RESEARCH DESIGN AND METHODS—We previously reported 6-month results of a controlled study of an intervention that improved cardiovascular risk factors for rural patients with type 2 diabetes. We subsequently provided the identical intervention to the control region after the main study was completed. The primary outcome was 10% improvement in systolic blood pressure, total cholesterol, or HbA1c. We compared the previously reported 6-month effect of the original intervention with the effect of the crossed-over intervention to the former control region and remeasured outcomes in the original intervention region 12 months later.

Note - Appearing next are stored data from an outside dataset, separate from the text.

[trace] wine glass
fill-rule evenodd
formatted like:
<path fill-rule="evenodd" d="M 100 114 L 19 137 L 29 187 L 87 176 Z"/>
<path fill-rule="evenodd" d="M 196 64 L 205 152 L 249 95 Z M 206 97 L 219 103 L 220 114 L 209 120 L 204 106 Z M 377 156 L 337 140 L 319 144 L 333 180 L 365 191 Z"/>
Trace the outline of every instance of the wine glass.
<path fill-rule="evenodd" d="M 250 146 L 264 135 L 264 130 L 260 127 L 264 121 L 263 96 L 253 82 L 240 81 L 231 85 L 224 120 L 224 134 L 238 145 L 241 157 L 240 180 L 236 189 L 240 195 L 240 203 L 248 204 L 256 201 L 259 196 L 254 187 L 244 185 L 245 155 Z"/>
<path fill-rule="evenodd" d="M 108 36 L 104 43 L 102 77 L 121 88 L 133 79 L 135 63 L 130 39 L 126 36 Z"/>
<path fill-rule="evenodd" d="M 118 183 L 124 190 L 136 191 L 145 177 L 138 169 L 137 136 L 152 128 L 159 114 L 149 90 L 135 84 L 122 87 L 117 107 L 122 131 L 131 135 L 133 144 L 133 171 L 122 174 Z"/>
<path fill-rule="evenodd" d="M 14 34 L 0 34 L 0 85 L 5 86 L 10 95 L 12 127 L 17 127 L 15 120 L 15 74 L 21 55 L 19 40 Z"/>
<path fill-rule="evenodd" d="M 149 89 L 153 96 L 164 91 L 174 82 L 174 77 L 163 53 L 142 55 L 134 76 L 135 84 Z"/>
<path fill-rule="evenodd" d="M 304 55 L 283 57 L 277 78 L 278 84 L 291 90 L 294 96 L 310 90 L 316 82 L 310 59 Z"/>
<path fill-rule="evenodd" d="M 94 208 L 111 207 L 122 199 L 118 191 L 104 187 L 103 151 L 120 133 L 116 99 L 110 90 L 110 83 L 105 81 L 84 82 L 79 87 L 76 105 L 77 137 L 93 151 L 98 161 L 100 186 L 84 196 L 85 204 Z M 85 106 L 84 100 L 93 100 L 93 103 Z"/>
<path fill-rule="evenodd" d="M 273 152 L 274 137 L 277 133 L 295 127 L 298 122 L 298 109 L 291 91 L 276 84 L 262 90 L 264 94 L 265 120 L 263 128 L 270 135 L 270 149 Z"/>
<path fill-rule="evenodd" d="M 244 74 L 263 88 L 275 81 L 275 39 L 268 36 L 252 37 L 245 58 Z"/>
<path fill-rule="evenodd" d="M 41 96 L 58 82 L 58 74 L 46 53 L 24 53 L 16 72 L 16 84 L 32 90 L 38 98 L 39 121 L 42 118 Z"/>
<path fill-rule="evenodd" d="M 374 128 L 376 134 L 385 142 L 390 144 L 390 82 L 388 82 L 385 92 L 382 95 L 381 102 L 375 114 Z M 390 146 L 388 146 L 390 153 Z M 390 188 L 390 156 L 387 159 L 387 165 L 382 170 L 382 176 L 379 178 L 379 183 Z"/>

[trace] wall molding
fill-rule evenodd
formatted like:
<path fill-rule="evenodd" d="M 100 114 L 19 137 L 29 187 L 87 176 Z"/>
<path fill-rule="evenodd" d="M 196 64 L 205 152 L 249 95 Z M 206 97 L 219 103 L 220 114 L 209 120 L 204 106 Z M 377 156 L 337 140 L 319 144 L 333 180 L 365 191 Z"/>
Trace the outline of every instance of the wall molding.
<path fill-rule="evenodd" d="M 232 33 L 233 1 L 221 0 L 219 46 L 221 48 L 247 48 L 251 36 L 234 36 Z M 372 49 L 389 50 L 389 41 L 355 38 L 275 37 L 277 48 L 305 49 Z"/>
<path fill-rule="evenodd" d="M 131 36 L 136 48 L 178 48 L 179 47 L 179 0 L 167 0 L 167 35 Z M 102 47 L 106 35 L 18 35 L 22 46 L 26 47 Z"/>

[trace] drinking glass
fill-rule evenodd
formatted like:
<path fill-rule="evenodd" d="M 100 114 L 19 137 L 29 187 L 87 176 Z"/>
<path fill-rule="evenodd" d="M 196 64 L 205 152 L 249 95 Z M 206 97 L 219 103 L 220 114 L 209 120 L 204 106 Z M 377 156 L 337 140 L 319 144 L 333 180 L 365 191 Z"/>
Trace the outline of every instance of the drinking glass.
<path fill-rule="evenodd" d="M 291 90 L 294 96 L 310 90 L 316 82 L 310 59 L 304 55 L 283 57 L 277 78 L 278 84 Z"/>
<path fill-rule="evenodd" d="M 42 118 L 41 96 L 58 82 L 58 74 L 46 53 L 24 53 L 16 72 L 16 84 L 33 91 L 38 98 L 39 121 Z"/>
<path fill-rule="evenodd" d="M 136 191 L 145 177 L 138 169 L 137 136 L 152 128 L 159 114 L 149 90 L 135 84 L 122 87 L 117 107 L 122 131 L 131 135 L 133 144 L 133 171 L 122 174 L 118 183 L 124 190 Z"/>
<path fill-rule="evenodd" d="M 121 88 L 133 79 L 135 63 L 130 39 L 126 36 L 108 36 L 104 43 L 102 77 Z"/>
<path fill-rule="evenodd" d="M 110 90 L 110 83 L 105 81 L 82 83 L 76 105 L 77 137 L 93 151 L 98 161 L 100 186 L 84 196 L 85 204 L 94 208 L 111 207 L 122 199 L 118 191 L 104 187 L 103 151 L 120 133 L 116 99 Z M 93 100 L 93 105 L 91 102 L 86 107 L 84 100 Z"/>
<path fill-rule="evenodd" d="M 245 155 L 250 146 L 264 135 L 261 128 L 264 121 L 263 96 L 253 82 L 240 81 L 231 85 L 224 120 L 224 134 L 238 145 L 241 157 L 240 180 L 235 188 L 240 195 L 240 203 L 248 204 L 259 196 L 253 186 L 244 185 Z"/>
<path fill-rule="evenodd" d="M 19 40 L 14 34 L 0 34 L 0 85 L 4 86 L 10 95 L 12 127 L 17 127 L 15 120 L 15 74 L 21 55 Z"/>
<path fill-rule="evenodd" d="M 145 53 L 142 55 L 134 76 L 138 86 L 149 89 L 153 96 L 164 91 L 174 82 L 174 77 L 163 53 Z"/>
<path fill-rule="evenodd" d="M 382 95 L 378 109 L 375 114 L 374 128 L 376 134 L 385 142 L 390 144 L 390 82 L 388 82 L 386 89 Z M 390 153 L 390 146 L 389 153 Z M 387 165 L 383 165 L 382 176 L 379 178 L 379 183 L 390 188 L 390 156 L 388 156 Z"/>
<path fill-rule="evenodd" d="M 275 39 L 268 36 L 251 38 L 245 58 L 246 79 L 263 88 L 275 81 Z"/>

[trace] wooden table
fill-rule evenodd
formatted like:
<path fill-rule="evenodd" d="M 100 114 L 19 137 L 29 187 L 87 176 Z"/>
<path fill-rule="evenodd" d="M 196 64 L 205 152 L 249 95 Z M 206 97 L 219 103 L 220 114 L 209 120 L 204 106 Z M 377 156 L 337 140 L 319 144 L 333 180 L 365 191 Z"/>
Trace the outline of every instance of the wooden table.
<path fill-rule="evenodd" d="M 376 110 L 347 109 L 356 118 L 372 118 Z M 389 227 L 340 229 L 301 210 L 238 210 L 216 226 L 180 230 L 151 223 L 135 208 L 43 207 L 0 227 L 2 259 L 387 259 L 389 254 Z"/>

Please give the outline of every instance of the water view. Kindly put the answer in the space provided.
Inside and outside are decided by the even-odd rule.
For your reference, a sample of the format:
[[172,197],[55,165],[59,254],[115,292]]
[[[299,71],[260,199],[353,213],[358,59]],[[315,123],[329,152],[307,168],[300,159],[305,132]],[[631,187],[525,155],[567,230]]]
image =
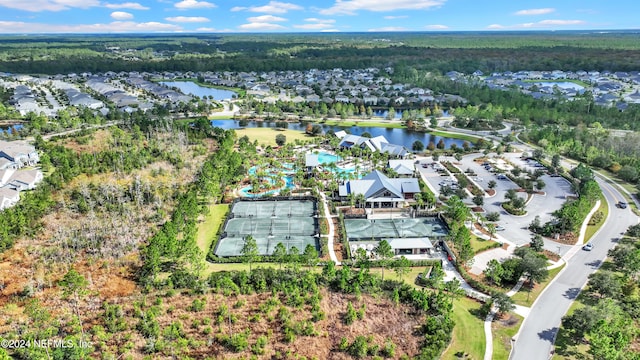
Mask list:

RESULTS—Our analysis included 200 original intervention and 181 crossed-over intervention subjects. The age of the population was 62.4 ± 12.4 years (mean ± SD), and 54.3% were women. A similar proportion of patients in the crossed-over intervention group achieved improvement in the primary composite outcome compared with the original intervention group (38 vs. 44%, respectively; P = 0.29). In adjusted analyses, we observed less improvement in blood pressure (adjusted odds ratio 0.40 [95% CI 0.17–0.75]) but greater improvements in total cholesterol (1.86 [0.93–3.7]) with the crossed-over intervention compared with the original intervention. We observed sustained improvements in total cholesterol and HbA1c levels in the original intervention group, whereas previous large gains in control of blood pressure diminished over time.

CONCLUSIONS—We found that our intervention was generalizable across settings, and its effect persisted over time. Nevertheless, without ongoing intervention or reinforcement, we noted some loss of the original benefits that had accrued. Future translational work should incorporate interventions such as ours into ongoing systems of rural care.